Civ. 1re, 22 mars 2012, n°10-28.590, F-P+B+I
Références
■ En fait de meubles, la possession vaut titre
[Droit civil]
Adage signifiant qu’en matière mobilière :
1°La possession fait acquérir la propriété, sous certaines conditions, lorsque l’acquisition est a non domino (règle de fond);
2° Elle fait présumer la propriété, lorsque l’acquisition est a domino (règle de preuve). »
Source : Lexique des termes juridiques 2012, 19e éd., Dalloz, 2011.
Code civil
« Il doit être passé acte devant notaires ou sous signatures privées de toutes choses excédant une somme ou une valeur fixée par décret, même pour dépôts volontaires, et il n'est reçu aucune preuve par témoins contre et outre le contenu aux actes, ni sur ce qui serait allégué avoir été dit avant, lors ou depuis les actes, encore qu'il s'agisse d'une somme ou valeur moindre.
Le tout sans préjudice de ce qui est prescrit dans les lois relatives au commerce. »
« On est toujours présumé posséder pour soi, et à titre de propriétaire, s'il n'est prouvé qu'on a commencé à posséder pour un autre. »
« Pour pouvoir prescrire, il faut une possession continue et non interrompue, paisible, publique, non équivoque, et à titre de propriétaire. »

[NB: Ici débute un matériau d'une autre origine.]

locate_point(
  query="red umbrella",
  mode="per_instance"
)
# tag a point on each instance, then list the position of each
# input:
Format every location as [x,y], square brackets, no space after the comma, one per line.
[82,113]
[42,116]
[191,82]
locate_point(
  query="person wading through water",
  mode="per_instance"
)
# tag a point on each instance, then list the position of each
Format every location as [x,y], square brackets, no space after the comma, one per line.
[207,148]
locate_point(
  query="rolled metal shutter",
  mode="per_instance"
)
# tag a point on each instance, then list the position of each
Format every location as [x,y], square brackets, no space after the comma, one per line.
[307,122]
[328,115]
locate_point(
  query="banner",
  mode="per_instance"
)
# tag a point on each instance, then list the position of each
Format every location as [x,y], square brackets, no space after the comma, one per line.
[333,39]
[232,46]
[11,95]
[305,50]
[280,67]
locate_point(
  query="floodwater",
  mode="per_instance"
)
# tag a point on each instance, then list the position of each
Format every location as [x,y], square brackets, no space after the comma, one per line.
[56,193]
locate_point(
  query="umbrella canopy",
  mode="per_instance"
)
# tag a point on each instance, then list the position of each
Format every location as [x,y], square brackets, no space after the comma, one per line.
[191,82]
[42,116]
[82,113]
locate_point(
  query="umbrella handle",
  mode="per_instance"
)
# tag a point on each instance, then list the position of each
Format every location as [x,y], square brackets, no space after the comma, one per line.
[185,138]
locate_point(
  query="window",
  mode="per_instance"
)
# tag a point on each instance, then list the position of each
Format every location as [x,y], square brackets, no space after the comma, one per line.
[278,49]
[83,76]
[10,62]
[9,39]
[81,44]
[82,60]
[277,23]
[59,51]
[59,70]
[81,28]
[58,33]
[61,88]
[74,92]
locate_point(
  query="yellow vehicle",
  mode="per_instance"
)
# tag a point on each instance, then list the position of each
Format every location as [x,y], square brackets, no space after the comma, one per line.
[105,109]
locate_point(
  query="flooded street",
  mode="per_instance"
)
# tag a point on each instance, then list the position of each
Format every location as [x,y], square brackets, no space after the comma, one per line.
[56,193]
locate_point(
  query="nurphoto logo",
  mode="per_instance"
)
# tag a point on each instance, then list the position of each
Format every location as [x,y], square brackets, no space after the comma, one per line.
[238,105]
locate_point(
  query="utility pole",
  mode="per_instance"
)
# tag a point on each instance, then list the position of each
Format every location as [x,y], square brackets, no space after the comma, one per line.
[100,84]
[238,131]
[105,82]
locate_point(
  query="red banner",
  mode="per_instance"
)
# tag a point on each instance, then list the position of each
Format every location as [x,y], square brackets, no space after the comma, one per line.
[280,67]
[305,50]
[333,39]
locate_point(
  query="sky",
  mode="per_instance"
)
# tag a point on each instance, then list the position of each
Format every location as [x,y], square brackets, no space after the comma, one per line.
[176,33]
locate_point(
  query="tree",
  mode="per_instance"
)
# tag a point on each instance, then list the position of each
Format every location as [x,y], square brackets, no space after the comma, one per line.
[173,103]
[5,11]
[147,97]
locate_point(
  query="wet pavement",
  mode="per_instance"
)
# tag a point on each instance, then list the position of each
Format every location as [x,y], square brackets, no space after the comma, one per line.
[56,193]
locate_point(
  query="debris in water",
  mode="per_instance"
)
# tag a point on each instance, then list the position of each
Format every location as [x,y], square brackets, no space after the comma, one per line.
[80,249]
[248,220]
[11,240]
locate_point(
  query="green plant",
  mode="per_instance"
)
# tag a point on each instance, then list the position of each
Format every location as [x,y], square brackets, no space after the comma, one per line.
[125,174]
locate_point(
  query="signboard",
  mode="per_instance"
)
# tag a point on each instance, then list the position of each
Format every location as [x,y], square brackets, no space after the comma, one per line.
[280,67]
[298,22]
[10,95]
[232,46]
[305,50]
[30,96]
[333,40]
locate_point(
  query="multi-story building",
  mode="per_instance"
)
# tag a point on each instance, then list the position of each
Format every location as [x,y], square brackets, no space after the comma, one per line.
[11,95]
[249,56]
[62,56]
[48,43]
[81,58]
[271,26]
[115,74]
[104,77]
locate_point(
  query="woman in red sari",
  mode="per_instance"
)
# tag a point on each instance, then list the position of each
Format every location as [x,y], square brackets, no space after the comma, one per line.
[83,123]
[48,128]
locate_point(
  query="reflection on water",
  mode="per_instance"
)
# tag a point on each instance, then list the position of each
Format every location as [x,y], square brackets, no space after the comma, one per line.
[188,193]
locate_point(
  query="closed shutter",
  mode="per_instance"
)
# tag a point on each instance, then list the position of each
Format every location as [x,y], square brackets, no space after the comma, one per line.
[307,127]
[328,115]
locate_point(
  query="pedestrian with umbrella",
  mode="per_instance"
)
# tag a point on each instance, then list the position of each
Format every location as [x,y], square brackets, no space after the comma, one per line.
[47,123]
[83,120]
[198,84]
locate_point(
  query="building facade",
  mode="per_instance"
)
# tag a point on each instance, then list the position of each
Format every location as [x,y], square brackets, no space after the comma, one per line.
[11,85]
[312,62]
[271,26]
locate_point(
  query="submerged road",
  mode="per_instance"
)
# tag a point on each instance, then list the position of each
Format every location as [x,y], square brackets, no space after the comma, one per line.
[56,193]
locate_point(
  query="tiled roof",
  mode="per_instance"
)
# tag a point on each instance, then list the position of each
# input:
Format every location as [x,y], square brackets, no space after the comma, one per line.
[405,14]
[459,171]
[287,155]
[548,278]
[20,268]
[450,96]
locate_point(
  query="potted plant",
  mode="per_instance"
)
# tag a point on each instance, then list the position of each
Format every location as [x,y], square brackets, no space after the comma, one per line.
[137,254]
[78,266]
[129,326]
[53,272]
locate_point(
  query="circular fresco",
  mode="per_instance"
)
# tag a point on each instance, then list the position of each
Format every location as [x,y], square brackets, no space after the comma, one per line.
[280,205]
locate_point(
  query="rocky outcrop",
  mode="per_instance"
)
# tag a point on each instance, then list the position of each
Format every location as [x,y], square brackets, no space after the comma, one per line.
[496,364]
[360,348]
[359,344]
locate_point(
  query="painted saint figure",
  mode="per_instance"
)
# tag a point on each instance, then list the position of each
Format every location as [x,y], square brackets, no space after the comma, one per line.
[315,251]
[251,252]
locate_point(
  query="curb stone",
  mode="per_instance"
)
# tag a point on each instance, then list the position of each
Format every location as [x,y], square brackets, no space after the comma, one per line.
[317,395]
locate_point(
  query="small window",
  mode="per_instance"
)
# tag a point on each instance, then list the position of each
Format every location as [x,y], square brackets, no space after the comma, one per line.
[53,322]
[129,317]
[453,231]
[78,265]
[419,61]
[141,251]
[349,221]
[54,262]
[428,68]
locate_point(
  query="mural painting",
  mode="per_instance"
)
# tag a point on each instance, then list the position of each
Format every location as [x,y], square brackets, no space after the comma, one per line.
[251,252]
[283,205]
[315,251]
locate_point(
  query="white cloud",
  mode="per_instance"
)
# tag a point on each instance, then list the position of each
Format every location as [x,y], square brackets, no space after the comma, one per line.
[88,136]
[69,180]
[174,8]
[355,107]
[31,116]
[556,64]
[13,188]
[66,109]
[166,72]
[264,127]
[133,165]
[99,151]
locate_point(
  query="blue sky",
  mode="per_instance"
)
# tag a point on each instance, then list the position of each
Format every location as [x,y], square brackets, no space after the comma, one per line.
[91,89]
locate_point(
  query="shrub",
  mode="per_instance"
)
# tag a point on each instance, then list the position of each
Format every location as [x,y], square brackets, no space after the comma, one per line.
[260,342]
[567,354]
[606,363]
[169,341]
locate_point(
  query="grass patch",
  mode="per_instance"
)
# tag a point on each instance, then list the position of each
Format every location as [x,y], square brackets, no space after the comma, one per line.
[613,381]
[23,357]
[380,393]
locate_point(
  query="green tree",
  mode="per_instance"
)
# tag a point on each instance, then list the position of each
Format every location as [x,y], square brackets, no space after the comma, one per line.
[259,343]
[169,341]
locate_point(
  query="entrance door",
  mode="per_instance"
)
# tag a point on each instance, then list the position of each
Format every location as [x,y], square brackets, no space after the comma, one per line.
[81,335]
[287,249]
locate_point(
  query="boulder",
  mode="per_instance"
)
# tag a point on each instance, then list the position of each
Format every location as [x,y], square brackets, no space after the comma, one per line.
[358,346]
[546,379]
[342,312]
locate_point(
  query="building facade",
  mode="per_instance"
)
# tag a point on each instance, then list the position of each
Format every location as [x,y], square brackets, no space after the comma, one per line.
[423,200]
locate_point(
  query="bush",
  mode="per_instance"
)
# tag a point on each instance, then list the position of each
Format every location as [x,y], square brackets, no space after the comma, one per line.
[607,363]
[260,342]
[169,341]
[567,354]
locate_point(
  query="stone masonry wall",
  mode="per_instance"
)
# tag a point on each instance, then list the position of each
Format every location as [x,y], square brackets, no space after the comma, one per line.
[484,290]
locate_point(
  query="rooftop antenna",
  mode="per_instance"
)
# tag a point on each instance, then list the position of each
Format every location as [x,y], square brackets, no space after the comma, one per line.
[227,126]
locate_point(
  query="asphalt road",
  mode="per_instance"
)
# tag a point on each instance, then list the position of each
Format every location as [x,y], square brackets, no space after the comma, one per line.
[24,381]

« La bonne foi est toujours présumée, et c'est à celui qui allègue la mauvaise foi à la prouver. »
« En fait de meubles, la possession vaut titre.
Néanmoins, celui qui a perdu ou auquel il a été volé une chose peut la revendiquer pendant trois ans à compter du jour de la perte ou du vol, contre celui dans les mains duquel il la trouve ; sauf à celui-ci son recours contre celui duquel il la tient. »
■ Article L. 110-3 du Code de commerce
« À l'égard des commerçants, les actes de commerce peuvent se prouver par tous moyens à moins qu'il n'en soit autrement disposé par la loi. »
■ Civ. 1re, 8 févr. 2000, Bull. civ. I, n°35, RTD com. 2000. 327.
■ Civ. 1re, 2 mai 2001, Bull. civ. I, n°108, RTD com. 2001. 867.